Although the two big banks offering the new registered disability savings plan are using very different marketing strategies to promote the product, they share a common vision: helping the disabled save for the future while scooping up new business.

By helping customers who have been turned away by financial services institutions that don’t offer the RDSP, Royal Bank of Canada and Bank of Montreal have a prime opportunity in this market downturn. As the clock ticks toward the RDSP’s 2008 contribution deadline of March 2, both banks will have the chance to pick up other accounts from their new clients, including RRSPs, RESPs and TFSAs.

The RDSP has already been attracting new clients to BMO, says David Sharone, product manager of registered plans with BMO Mutual Funds Inc. in Toronto. Several clients have been so appreciative that BMO was the first financial services institution in Canada to offer the RDSP that they brought other assets to BMO, Sharone says.

BMO is centralizing its RDSP account creation at call centres. Although this may be an efficient model for the short term, it could hurt the growth of BMO’s program in the long term.

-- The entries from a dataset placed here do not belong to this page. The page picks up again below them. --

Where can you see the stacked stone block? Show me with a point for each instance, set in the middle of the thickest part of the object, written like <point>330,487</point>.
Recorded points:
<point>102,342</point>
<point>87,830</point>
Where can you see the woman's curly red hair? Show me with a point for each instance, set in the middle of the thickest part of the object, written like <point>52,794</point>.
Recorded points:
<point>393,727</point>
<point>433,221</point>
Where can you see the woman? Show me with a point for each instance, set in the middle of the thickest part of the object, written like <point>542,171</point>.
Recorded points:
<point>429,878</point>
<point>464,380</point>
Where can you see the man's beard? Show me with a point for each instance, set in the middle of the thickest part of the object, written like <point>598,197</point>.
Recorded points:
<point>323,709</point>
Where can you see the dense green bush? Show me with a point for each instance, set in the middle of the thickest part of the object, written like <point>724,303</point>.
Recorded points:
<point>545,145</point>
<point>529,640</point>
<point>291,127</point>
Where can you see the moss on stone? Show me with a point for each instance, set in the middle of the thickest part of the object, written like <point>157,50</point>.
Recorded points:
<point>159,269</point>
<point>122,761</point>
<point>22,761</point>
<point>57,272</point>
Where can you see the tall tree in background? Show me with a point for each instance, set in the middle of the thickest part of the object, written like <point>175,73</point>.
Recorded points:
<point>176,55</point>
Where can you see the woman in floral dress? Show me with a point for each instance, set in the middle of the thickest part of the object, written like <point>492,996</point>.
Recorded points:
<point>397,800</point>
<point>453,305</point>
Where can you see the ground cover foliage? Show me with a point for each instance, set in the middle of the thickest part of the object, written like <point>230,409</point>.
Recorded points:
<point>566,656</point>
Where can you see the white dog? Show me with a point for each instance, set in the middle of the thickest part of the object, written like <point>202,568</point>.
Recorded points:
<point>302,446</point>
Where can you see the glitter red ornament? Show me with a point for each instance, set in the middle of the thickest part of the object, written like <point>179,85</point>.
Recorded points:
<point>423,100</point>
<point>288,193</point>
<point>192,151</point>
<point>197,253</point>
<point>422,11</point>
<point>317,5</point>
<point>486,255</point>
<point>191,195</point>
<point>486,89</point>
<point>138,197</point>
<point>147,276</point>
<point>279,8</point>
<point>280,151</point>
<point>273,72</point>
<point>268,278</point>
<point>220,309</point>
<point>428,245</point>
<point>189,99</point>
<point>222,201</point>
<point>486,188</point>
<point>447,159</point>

In comparison, RBC clients can walk into any bank branch and set up an RDSP with one the bank’s 2,000 branch-based financial advisors, says David Birkbeck, head of registered products for RBC in Toronto. “This plan is quite complicated,” he says, “and people really need some advice, to sit down with somebody to talk about how the plan works, what the eligibility requirements are, what kind of things should they be thinking about in their specific, unique circumstances. We think it lends itself to a face-to-face meeting.”

Birkbeck recommends that clients meet with an advi-sor in an RBC branch; RBC is not offering the RDSP through its investment advisors at investment dealer RBC Dominion Securities Inc.

Clients of BMO’s brokerage, BMO Nesbitt Burns Inc. , are directed to use BMO’s RDSP call centre, while non-BMO clients must first open an account at a branch, then call a toll-free number to open an RDSP.

Neither BMO’s nor RBC’s RDSPs have a “self-directed” option, which would allow clients to hold any mutual fund or product. Funds and guaranteed investment certificates held in both banks’ plans are restricted in that they must be the pertinent banks’ products. On the upside, the RDSP carries no annual administration fee at either bank.

BMO first announced in December 2008 that it will offer the RDSP through its call centre; six weeks later, BMO said it would add new staff to accommodate higher than expected demand. By February, more than 3,000 families had opened a BMO RDSP account.

That number is expected to increase as more people learn about the RDSP. But, for now, the greatest obstacle to the product’s growth at both banks is the lack of awareness about the program among people with disabilities. Knowledge of the program is slowly growing, but only a small fraction of the potential market has been tapped.

To raise awareness, RBC is working closely with the Planned Lifetime Advocacy Network, a Vancouver-based non-profit, non-government-funded charity and advocacy organization set up to help families caring for loved ones with disabilities. PLAN, which had long campaigned for the creation of the RDSP, will continue to work to educate Canadians about the program.

There is no consensus on the potential market for the RDSP, but Sharone estimates it is about 180,000 to 200,000 people, based on those who are eligible to participate in the plan by virtue of both being under the age of 50 and having claimed the disability tax credit on a federal tax return.

At the other end of the spectrum, Birkbeck suggests up to 500,000 Canadians could meet the criteria. This includes people who live with disabilities but have never claimed the disability tax credit because their incomes are too low.

In order to qualify for the tax credit, which is a prerequisite for the RDSP, the disabled person or a family member must have a physician fill out a form describing the extent of the disability, which must then be sent to the Canada Revenue Agency for approval.

As this process can take several months, and given the March 2 deadline, it is unlikely that clients would be able to get the related 2008 government grant were they to apply now, unless they already qualify for the tax credit.